6. Dial in white balance in hard light
Moving away from Auto White Balance can also help when shooting in harsh light.
I always use Kelvin when I’m shooting because I like to have control over all of my settings.
Being able to set your own white balance helps in situations where you have really bright sunlight.
When setting it for outdoors, I tend to go a touch on the warmer side, just because it’s what I prefer. It also adds a richness to my images that I love.
See here How to use Kelvin for White Balance
FAQs
Follow a few easy steps to create beautiful hard light photos. First raise your aperture, lower you ISO, spot meter off of your subject, and position the shadows where you want them to fall.
F stop will determine how much light comes into your photo. Decide how much you want in focus and then set your aperture. Make sure your ISO is low and you can also bump up your SS if you need to.
Another thing to keep in mind is maybe stopping your F/ down to be able to retain the details in the sky if that is part of your photo. A sky can easily get blown out in harsh light.
Position your subject out of the shadow. You might also need to have your subject close their eyes and only open when you take the shot. Lastly, try shooting from above!
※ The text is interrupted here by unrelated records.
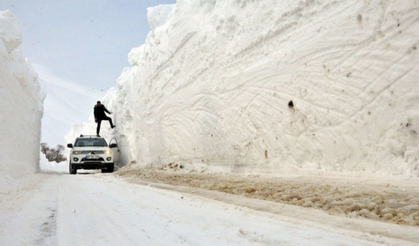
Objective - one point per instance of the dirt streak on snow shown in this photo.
(394, 202)
(97, 209)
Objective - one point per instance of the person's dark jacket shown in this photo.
(99, 112)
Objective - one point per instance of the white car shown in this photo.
(92, 152)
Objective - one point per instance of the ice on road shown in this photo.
(97, 209)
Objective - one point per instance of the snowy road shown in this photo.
(97, 209)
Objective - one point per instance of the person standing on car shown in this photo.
(99, 112)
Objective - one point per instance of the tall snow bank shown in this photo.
(21, 105)
(276, 86)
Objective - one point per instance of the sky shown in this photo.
(86, 41)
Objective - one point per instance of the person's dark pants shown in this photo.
(100, 121)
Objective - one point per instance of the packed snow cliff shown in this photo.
(274, 87)
(21, 105)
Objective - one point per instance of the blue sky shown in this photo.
(86, 41)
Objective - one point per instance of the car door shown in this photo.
(113, 144)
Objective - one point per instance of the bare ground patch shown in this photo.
(385, 202)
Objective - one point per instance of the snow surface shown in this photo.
(213, 84)
(96, 209)
(21, 106)
(67, 103)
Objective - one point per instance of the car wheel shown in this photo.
(73, 169)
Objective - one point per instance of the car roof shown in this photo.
(89, 137)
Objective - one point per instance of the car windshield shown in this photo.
(86, 142)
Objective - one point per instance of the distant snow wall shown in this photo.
(276, 87)
(21, 105)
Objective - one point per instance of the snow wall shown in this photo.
(275, 87)
(21, 104)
Well, that’s it! These are just a few things you can do to get started shooting in the harshest of light.
For me, it was a lot of trial and error, so don’t be discouraged if your first attempts aren’t what you want them to be.
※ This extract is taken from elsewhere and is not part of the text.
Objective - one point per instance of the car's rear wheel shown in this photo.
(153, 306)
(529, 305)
See what works. See what doesn’t work… but, most of all, have fun! You’ll be surprised what can happen when you step out of your comfort zone!
Read more about hard and dramatic light:
– The Magic of Light and Shadows
– How to Tell if your Highlights are Blown (and how to fix them)
I have just recently started shouting in harsh light as well and was surprised at how much I like it! These are great tips! ❤️
A good article, but what is HARD LIGHT, when, where and how to encounter one? OK I am 69, a pretty good Amateur Photographer so maybe I know. But hundreds of young people and the novice may not. Can HARD LIGHT be made artificially as in the studio or the home. Hard light as the one found on a bright sunny day say on the beach or an icefield or an open market is challenging, but I love it. The high contrast, hard edges, lots of texture and detail, the peppy photo is just amazing. I can use the shadows falling on the ground or a wall to impact the photo. Yes, do not over expose – be on the darker side – and the color will pop on post processing with deeper richer colors.
Great list of tips with example! Question, how did you select your white balance for the pool shot? Every time I try to take pictures of my family in the pool with my DSLR, I get very blue pictures. Thanks!
I recently had to shoot an outdoor wedding. This was last minute and and not a shady spot in sight. With creative positioning and under exposing some imqges, I was able to handle the job. I will say, I was REALLY nervous about a 2pm wedding! This article is awesome! The tips are fantastic!.
Thanks for these tips! I’m curious, can you set Kelvin on a Canon Rebel T series? Or is that only an option on a full-frame, such as the 5D Mark series? I’m guessing that is the case, because I can’t find that setting adjustment anywhere on my Rebel. Thanks!
Great post, being an older photographer and being an amateur when it comes to digital photography ( I learnt on film photography in the 80s), I find your post very informative and encouraging. I am not afraid to shoot in hard light and using different lenses, but sometimes everything goes haywire, and it is good to redial and see where I went wrong. Keep up the good work.